Tool calling requires a model trained for it — and that capability is not tied to size or recency.

All models in this config have been tested. Results (M1 16GB, 2026-05-31):

✅ Ministral 3 8B — full tool usage, fastest tool-caller (~4s warm), no think-mode tax — recommended daily driver
✅ Qwen3 models (qwen3:8b-16k, qwen3:8b, qwen3:4b) — full tool usage confirmed, but verbose think mode (~26s)
❌ DeepSeek-Coder-V2-Lite 16B — Ollama reports does not support tools; fits RAM and is fast, but it's a code-completion/FIM model with no tool calling
❌ Qwen3.5 9B / 4B — outputs bash commands instead of invoking write tool
❌ Phi-4 — Open Code CLI explicitly reports "does not support tools"
❌ Gemma 4 E4B — attempts tool call but sends malformed/incompatible call format
❌ Mistral Nemo & Granite — analysis only, cannot create files

Tool-call support is verified with scripts/tool-call-test.sh. See docs/LOCALLLMS.md for full test details.

Available Models

Model	Size	Context	Tool Usage	Best For
`ministral-3:8b-16k` ⭐	6.0 GB	16k	✅ YES	Recommended for Open Code — 16k variant (num_ctx baked in)
`ministral-3:8b`	6.0 GB	~4k default	✅ YES	Base model — fast tool use (~4s); runs at Ollama's small default context in Open Code
`qwen3:8b-16k`	5.2 GB	16k	✅ YES	Multi-file analysis (larger context)
`qwen3:8b`	5.2 GB	8k	✅ YES	General file operations (~26s)
`qwen3:4b`	2.5 GB	8k	✅ YES	Quick file edits
`deepseek-coder-v2:16b`	8.9 GB	128k	❌ NO	No tool support (`does not support tools`) — FIM/completion only
`qwen3.5:9b`	6.6 GB	32k	❌ NO	Read-only analysis (too slow, 13+ min)
`qwen3.5:4b`	~2.5 GB	32k	❌ NO	Read-only analysis only
`phi4:latest`	~5 GB	16k	❌ NO	Read-only analysis only
`gemma4:e4b`	~5.5 GB	32k	❌ NO	Read-only analysis only
`mistral-nemo:12b-instruct-2407-q4_K_M`	7.5 GB	8k	❌ NO	Code review (read-only)
`granite3.1-moe`	2.0 GB	8k	❌ NO	Fast analysis (read-only)

Common Commands

Ollama Management

# List installed models
ollama list

# Run a model interactively
ollama run qwen3:8b

# Pull a new model
ollama pull mistral-nemo:12b-instruct-2407-q4_K_M

# Remove a model
ollama rm qwen3:4b

Creating Custom Models

Open Code talks to Ollama via the OpenAI-compatible endpoint, which does not pass Ollama's num_ctx. To get a usable context window, bake it into a custom variant.
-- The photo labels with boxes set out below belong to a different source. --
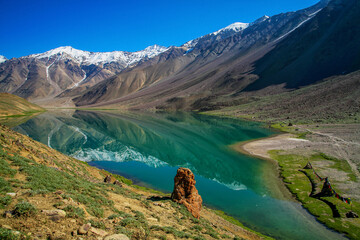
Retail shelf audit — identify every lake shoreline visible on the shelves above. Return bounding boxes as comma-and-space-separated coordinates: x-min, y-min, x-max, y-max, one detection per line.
232, 133, 358, 237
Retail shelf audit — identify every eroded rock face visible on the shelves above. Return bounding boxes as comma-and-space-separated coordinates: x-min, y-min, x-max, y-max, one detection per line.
171, 168, 202, 218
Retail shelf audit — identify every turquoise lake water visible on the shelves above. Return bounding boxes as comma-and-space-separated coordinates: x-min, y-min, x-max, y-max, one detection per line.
14, 111, 343, 240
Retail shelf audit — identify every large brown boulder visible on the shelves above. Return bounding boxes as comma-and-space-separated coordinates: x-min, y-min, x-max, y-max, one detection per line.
171, 168, 202, 218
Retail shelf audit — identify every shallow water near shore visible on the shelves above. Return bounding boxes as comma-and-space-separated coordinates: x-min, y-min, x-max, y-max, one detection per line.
14, 111, 343, 239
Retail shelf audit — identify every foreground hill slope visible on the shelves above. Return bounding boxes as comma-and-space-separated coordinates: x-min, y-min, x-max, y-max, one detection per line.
0, 123, 261, 239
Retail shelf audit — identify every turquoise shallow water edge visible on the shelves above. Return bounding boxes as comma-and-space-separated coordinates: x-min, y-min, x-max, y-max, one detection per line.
15, 111, 343, 239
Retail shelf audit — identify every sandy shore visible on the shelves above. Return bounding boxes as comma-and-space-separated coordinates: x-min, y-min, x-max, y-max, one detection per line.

Recommended — from a committed Modelfile (reproducible):

ollama create ministral-3:8b-16k -f modelfiles/ministral-3-8b-16k.Modelfile

# Verify the context is baked in
ollama show ministral-3:8b-16k --modelfile | grep num_ctx
# PARAMETER num_ctx 16384

The Modelfile is just FROM ministral-3:8b + PARAMETER num_ctx 16384.

Alternative — interactive /save (used for qwen3:8b-16k):

# Start interactive session
ollama run qwen3:8b

# Set extended context
>>> /set parameter num_ctx 16384
Set parameter 'num_ctx' to '16384'

# Save as new model
>>> /save qwen3:8b-16k
Created new model 'qwen3:8b-16k'

# Exit
>>> /bye

Open Code Usage

# Run with default model
opencode run "create a todo.md file"

# Specify model
opencode run "analyze this codebase" --model ollama/qwen3:8b-16k

# Interactive session
opencode

Performance Tips

Use the right model for the task:

File Creation/Modification (use a tool-capable model):

Default / fastest tool use → ministral-3:8b-16k (~4s, no think-mode tax, 16k context for Open Code) ⭐
Multi-file changes (larger context) → qwen3:8b-16k (extended context + tool usage)
Standard file operations → qwen3:8b (balanced, ~26s)
Quick file edits → qwen3:4b (fastest Qwen3 model)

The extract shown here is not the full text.